Quand on pense aux whiskies de Suntory, le conglomérat de boissons japonais, on ne peut s’’empêcher de penser à l’un des plus grands films de voyage de tous les temps : Lost in Translation de Sofia Coppola. Le personnage de Bill Murray, une star hollywoodienne fanée, filme des publicités pour le whisky Suntory à Tokyo où il passe une semaine dans l’hôtel Park Hyatt, une entreprise aliénante. Comme tous les meilleurs films de voyage, Lost in Translations’agit bien d’un voyage intérieur ou, dans ce cas, d’une sorte de dérive intérieure.
Ici, l’éloignement du personnage est triple distillé, il est déconcerté par la culture japonaise, par sa propre image et par ce que sa vie est devenue, et cette déconnexion est accentuée par le silence aseptisé des couloirs à moquette douce du Park Hyatt et faiblement éclairé, bars arrosés de piano, où il sirote ses whiskies gratuits. La bonne nouvelle est que le whisky fonctionne. Le film aussi.
Pour le meilleur ou pour le pire, Suntory est à jamais associé dans votre esprit à la surréalité et même dans le monde globalisé d’aujourd’hui, il y a quelque chose de surréaliste dans l’idée que Suntory, dont le siège est à Tokyo, possède (parmi d’autres whiskies écossais) Auchentoshan : une distillerie qui, pour l’oreille non avertie sonne presque japonais mais a été fondée à 9000 km de Tokyo à la périphérie de Glasgow, ses briques blanches et ses linteaux noirs et ses lettres surplombant la rive nord de la Clyde.
Voici une vidéo montrant cette distillerie :
Un domaine appelé ‘Auchentoshan’, signifiant ‘coin du champ’ en gaélique écossais, a été enregistré au 16e siècle. Certains disent que le whisky y était produit dès 1800. En 1817, nous savons que le whisky s’appelait Duntocher et appartenait à un certain John Bulloch. Après la faillite de Bulloch, un ingénieur appelé Thorne a obtenu une licence en 1823 et a nommé sa distillerie (qui peut ou non avoir été Duntocher) Auchintoshan. Il y a aussi des discussions presque hérétiques sur les liens avec l’Irlande en raison de la méthode de triple distillation, inhabituelle en Écosse.
Auchentoshan (prononcé ‘ock*en*tosh*en’) a des notes de fond de biscuits, d’herbe, d’acétone. Différents fûts de maturation confèrent alors des caractères différents. Le bourbon prête du caramel et de la marmelade. Le sherry Oloroso donne un profil plus cacaoté et de fruits noirs. Pour l’amateur ou le collectionneur, des embouteillages spéciaux sortent occasionnellement, la plus ancienne date de 1957 et n’est sorti qu’en 2008. Il a été comparé à la crème caramel, au tabac, à l’eucalyptus, aux copeaux de crayon et au thé à la menthe.
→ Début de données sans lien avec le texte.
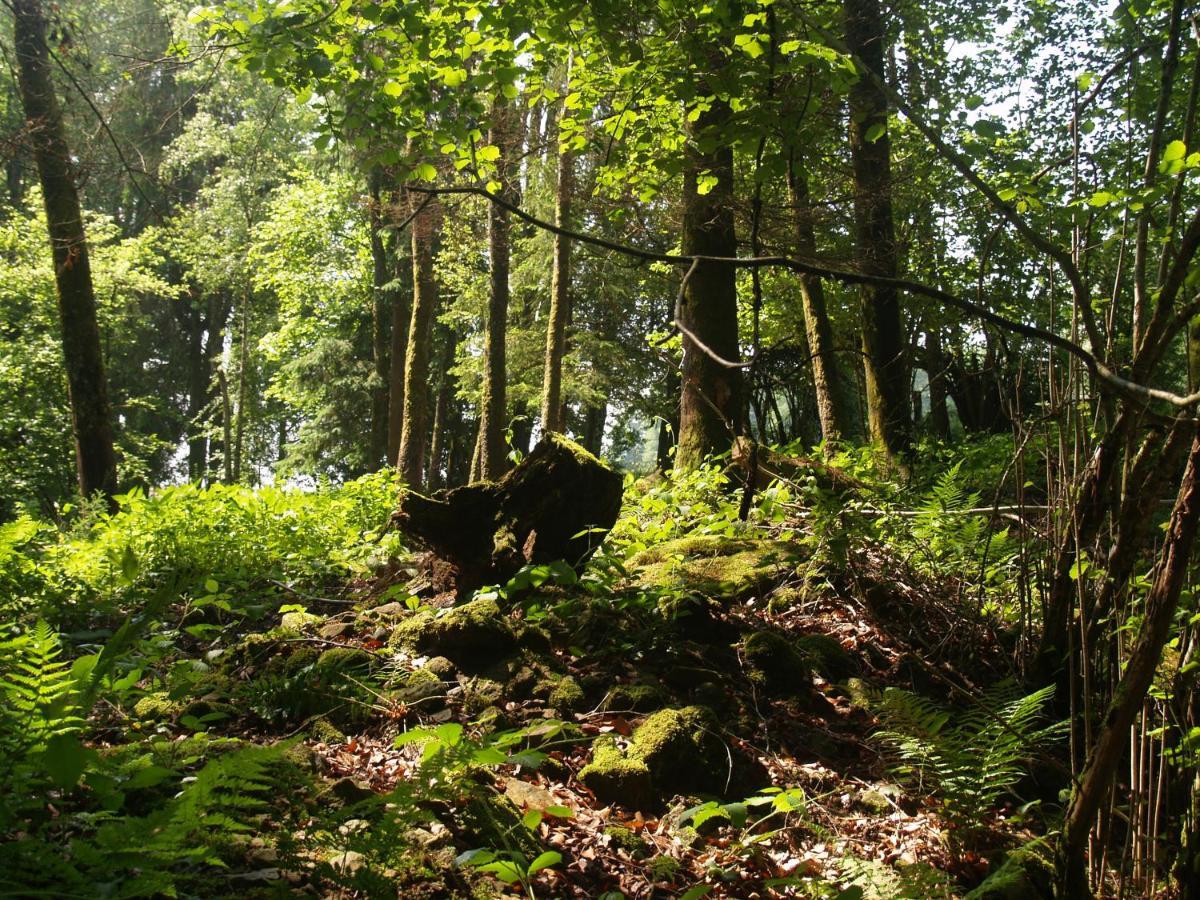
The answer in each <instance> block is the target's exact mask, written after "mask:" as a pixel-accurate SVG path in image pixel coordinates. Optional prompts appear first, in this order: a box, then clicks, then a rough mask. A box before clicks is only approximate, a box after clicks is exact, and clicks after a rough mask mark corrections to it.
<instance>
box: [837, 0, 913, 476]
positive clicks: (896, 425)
mask: <svg viewBox="0 0 1200 900" xmlns="http://www.w3.org/2000/svg"><path fill="white" fill-rule="evenodd" d="M842 8H844V11H845V17H846V46H847V48H848V49H850V52H851V53H852V54H853V55H854V56H857V58H858V60H859V61H860V62H862V65H863V66H865V67H866V72H862V73H860V77H859V80H858V82H857V83H856V84H854V86H853V88H852V89H851V92H850V152H851V157H852V160H853V167H854V232H856V234H854V242H856V245H857V253H858V258H859V265H862V268H863V270H864V271H866V272H870V274H871V275H883V276H888V277H894V276H895V274H896V246H895V224H894V222H893V218H892V145H890V140H889V138H888V130H887V128H888V102H887V96H886V95H884V94H883V91H882V90H881V89H880V88H878V86H877V85H876V84H875V82H874V79H872V78H871V73H874V74H875V76H876V77H877V78H881V79H882V78H883V43H884V30H883V17H882V14H881V13H880V5H878V0H844V7H842ZM862 305H863V355H864V360H865V374H866V410H868V424H869V427H870V434H871V440H874V442H875V443H877V444H880V445H881V446H882V448H883V449H884V451H886V452H887V454H888V457H889V458H890V460H893V462H895V463H898V464H902V457H904V455H905V454H906V452H907V451H908V448H910V444H911V436H912V422H911V416H910V407H908V370H907V366H906V365H905V356H904V347H905V340H904V335H905V331H904V325H902V322H901V317H900V298H899V294H898V292H896V289H895V288H893V287H880V286H863V288H862Z"/></svg>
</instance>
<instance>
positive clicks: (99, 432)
mask: <svg viewBox="0 0 1200 900" xmlns="http://www.w3.org/2000/svg"><path fill="white" fill-rule="evenodd" d="M10 8H11V10H12V13H13V46H14V49H16V55H17V65H18V82H19V86H20V101H22V106H23V107H24V112H25V121H26V124H28V127H29V136H30V142H31V144H32V146H34V157H35V160H36V161H37V175H38V179H40V180H41V184H42V200H43V204H44V206H46V224H47V230H48V232H49V239H50V250H52V254H53V258H54V283H55V287H56V289H58V299H59V318H60V320H61V324H62V355H64V359H65V362H66V372H67V396H68V400H70V402H71V425H72V432H73V434H74V444H76V473H77V475H78V480H79V492H80V493H82V494H83V496H84V497H91V496H92V494H95V493H100V494H103V496H104V497H107V498H109V499H110V498H112V496H113V493H114V492H115V491H116V454H115V451H114V449H113V422H112V409H110V407H109V402H108V386H107V382H106V379H104V358H103V354H102V352H101V347H100V325H98V323H97V319H96V295H95V293H94V287H92V283H91V265H90V262H89V258H88V240H86V235H85V234H84V229H83V214H82V211H80V206H79V193H78V191H77V188H76V182H74V173H73V170H72V164H71V151H70V149H68V148H67V144H66V138H65V136H64V127H62V112H61V109H60V107H59V100H58V97H56V96H55V94H54V84H53V82H52V79H50V55H49V46H48V44H47V42H46V41H47V37H46V32H47V28H46V14H44V11H43V8H42V4H41V2H40V0H12V2H11V4H10Z"/></svg>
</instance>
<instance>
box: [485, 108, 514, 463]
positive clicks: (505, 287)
mask: <svg viewBox="0 0 1200 900" xmlns="http://www.w3.org/2000/svg"><path fill="white" fill-rule="evenodd" d="M510 116H511V112H510V110H506V109H502V110H498V113H497V116H496V124H494V125H493V126H492V128H491V131H490V132H488V143H491V144H492V145H494V146H498V148H500V164H502V166H504V164H505V163H506V162H508V161H506V156H508V148H509V142H510V136H509V133H508V120H509V119H510ZM500 180H502V184H504V188H502V190H505V191H506V192H508V185H506V184H505V182H506V180H508V179H506V178H505V175H504V173H502V174H500ZM509 232H510V223H509V214H508V210H505V209H503V208H500V206H499V205H497V204H494V203H493V204H491V205H490V206H488V210H487V256H488V262H490V295H488V302H487V331H486V334H485V337H484V391H482V398H481V401H480V419H479V433H480V445H479V478H480V479H482V480H484V481H494V480H496V479H498V478H499V476H500V475H503V474H504V472H505V470H506V468H508V451H506V449H505V444H504V426H505V413H506V409H508V402H506V396H505V395H506V379H508V374H506V368H508V365H506V358H505V347H504V342H505V338H506V335H508V317H509V251H510V247H509V239H510V235H509Z"/></svg>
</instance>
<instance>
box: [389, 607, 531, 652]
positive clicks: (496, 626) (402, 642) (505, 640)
mask: <svg viewBox="0 0 1200 900" xmlns="http://www.w3.org/2000/svg"><path fill="white" fill-rule="evenodd" d="M439 612H440V614H438V613H436V612H434V611H432V610H421V611H420V612H416V613H414V614H413V616H410V617H409V618H407V619H406V620H404V622H403V623H401V625H400V626H398V628H397V629H396V630H395V631H394V632H392V636H391V643H392V644H394V646H398V647H404V648H407V649H409V650H414V652H416V653H420V654H424V655H431V656H445V658H446V659H450V660H452V661H454V664H455V665H457V666H458V667H460V668H462V667H475V668H476V670H478V667H480V666H486V665H487V664H488V662H492V661H494V660H497V659H500V658H503V656H505V655H508V654H509V653H511V652H512V649H514V648H515V647H516V634H515V632H514V630H512V625H511V624H510V623H509V620H508V617H505V616H504V614H502V613H500V608H499V606H498V605H497V604H496V601H494V600H488V599H479V600H472V601H470V602H469V604H463V605H462V606H457V607H452V608H450V610H442V611H439Z"/></svg>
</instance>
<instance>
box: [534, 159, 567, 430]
mask: <svg viewBox="0 0 1200 900" xmlns="http://www.w3.org/2000/svg"><path fill="white" fill-rule="evenodd" d="M574 164H575V160H574V157H572V156H571V154H570V152H569V151H566V150H560V151H559V154H558V187H557V191H556V193H554V224H556V226H557V227H559V228H570V227H571V226H570V222H571V192H572V180H574V179H572V174H574V173H572V167H574ZM570 290H571V241H570V239H569V238H566V236H565V235H563V234H556V235H554V269H553V274H552V275H551V280H550V318H548V320H547V323H546V370H545V374H544V376H542V397H541V427H542V431H554V432H562V431H563V428H564V421H563V412H564V410H563V356H564V355H565V350H566V322H568V319H569V318H570V314H571V298H570Z"/></svg>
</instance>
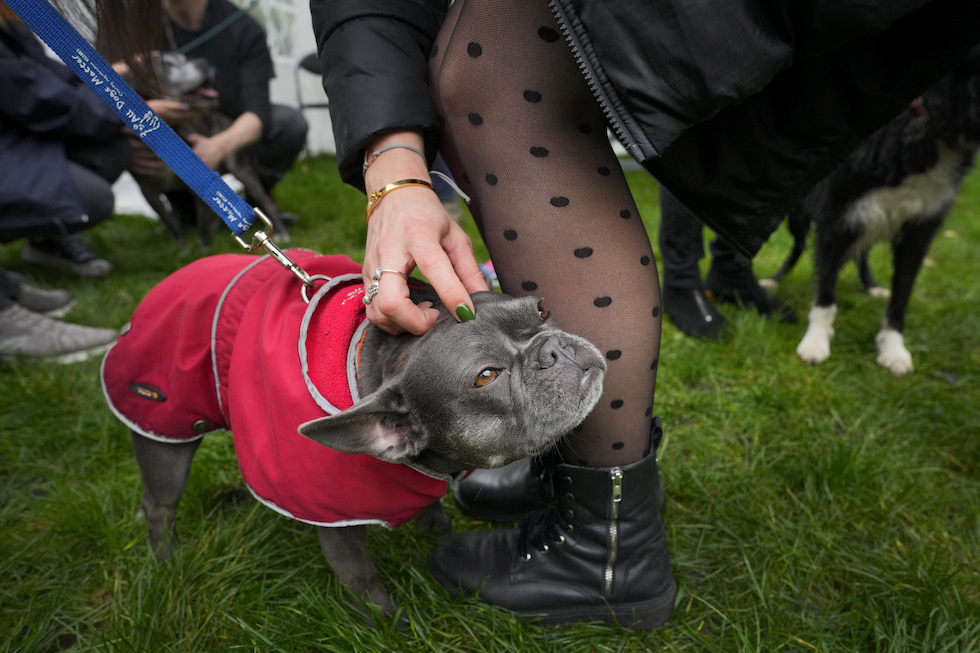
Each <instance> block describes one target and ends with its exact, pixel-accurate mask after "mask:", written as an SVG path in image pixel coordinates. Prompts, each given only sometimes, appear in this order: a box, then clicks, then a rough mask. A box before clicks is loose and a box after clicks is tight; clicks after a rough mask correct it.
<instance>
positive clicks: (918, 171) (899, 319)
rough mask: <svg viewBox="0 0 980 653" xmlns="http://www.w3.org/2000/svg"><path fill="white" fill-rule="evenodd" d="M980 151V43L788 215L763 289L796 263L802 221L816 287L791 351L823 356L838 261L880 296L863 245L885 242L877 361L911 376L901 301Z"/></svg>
mask: <svg viewBox="0 0 980 653" xmlns="http://www.w3.org/2000/svg"><path fill="white" fill-rule="evenodd" d="M978 149H980V48H978V49H974V51H973V52H972V53H971V55H970V57H969V58H968V59H967V60H966V61H964V62H963V63H962V64H961V65H960V66H959V67H958V68H957V69H956V70H954V71H952V72H951V73H949V74H947V75H946V76H945V77H943V78H942V79H941V80H940V81H939V82H938V83H937V84H936V85H935V86H933V87H932V88H930V89H929V90H928V91H926V93H924V94H923V95H922V97H921V99H918V100H917V101H916V102H915V103H913V104H912V106H910V107H909V109H907V110H906V111H904V112H903V113H902V114H901V115H899V116H897V117H896V118H895V119H893V120H892V121H891V122H890V123H888V124H887V125H885V126H884V127H882V128H881V129H880V130H878V131H877V132H876V133H874V134H873V135H872V136H871V137H870V138H868V139H867V140H866V141H864V142H863V143H862V144H861V145H860V146H859V147H858V149H857V150H855V151H854V152H853V153H852V154H851V156H850V157H849V158H848V159H847V160H846V161H844V162H843V163H842V164H841V165H840V166H839V167H838V168H837V169H836V170H835V171H834V172H832V173H831V174H830V175H829V176H827V177H826V178H825V179H823V180H822V181H821V182H820V183H819V184H817V185H816V186H815V187H814V188H813V190H811V191H810V193H809V194H808V195H807V196H806V198H804V200H803V202H802V204H801V205H800V206H799V207H798V209H797V210H796V211H794V212H793V213H792V214H791V215H790V216H789V228H790V232H791V233H792V234H793V237H794V240H795V243H794V247H793V251H792V252H791V254H790V256H789V258H788V259H787V260H786V262H785V263H784V264H783V266H782V268H780V270H779V271H778V272H777V273H776V274H775V275H773V276H772V277H771V278H770V280H769V282H770V283H769V284H768V285H770V286H771V285H773V284H774V283H775V282H778V280H779V279H780V278H782V277H783V276H784V275H785V274H786V273H787V272H788V271H789V270H790V269H791V268H792V267H793V265H794V264H795V263H796V261H797V259H799V257H800V254H801V253H802V251H803V247H804V245H805V242H806V236H807V232H808V231H809V227H810V223H811V222H812V223H813V224H814V226H815V231H816V244H815V250H814V266H815V269H816V275H817V293H816V298H815V299H814V302H813V305H812V307H811V309H810V314H809V326H808V328H807V331H806V334H805V335H804V336H803V339H802V340H801V341H800V344H799V345H798V346H797V348H796V353H797V354H798V355H799V356H800V358H801V359H803V360H804V361H805V362H807V363H810V364H813V365H816V364H819V363H822V362H824V361H825V360H827V358H828V357H829V356H830V340H831V338H832V337H833V335H834V328H833V325H834V318H835V316H836V314H837V299H836V287H837V278H838V275H839V273H840V270H841V267H843V265H844V264H845V263H846V262H847V261H848V260H850V259H854V260H855V261H856V262H857V264H858V267H859V270H860V273H861V280H862V282H863V284H864V287H865V291H866V292H868V293H869V294H880V295H888V292H887V291H884V290H883V289H880V288H878V287H877V285H876V284H875V282H874V279H873V278H872V277H871V273H870V270H869V269H868V264H867V254H868V250H869V249H870V248H871V246H872V245H873V244H874V243H877V242H881V241H890V242H891V244H892V252H893V260H894V273H893V276H892V283H891V293H890V299H889V302H888V307H887V309H886V310H885V316H884V319H883V320H882V324H881V329H880V330H879V331H878V334H877V335H876V336H875V342H876V343H877V346H878V359H877V361H878V364H879V365H881V366H883V367H886V368H888V369H889V370H891V371H892V372H894V373H895V374H896V375H902V374H907V373H909V372H912V371H913V369H914V367H913V364H912V356H911V354H909V351H908V349H906V348H905V340H904V335H903V331H904V328H905V314H906V311H907V309H908V302H909V297H910V295H911V293H912V287H913V285H914V283H915V279H916V276H917V275H918V273H919V269H920V268H921V267H922V261H923V259H924V258H925V255H926V252H927V251H928V249H929V246H930V244H931V243H932V240H933V238H934V237H935V235H936V233H937V232H938V230H939V228H940V226H941V225H942V223H943V221H944V219H945V218H946V215H947V213H949V210H950V208H951V207H952V204H953V201H954V200H955V199H956V195H957V193H958V191H959V187H960V183H961V182H962V180H963V178H964V177H965V176H966V174H967V173H968V172H969V171H970V169H971V167H972V166H973V160H974V156H975V155H976V153H977V150H978Z"/></svg>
Si vous souhaitez le goûter par vous-même, vous feriez mieux d’avoir les poches pleines, c’est-à-dire si vous pouvez trouver une bouteille encore à vendre.
De retour sur terre, la beauté d’Auchentoshan réside dans le fait qu’il s’agit d’un whisky de style « Lowland », doux et accessible même au buveur le plus timide. Sa triple distillation le rend encore plus léger que ses autres compatriotes des Lowlands. En effet, il est si léger et onctueux que certains l’appellent un whisky du petit-déjeuner, ce qui me fait penser à quelque chose d’Alice’s Wonderland.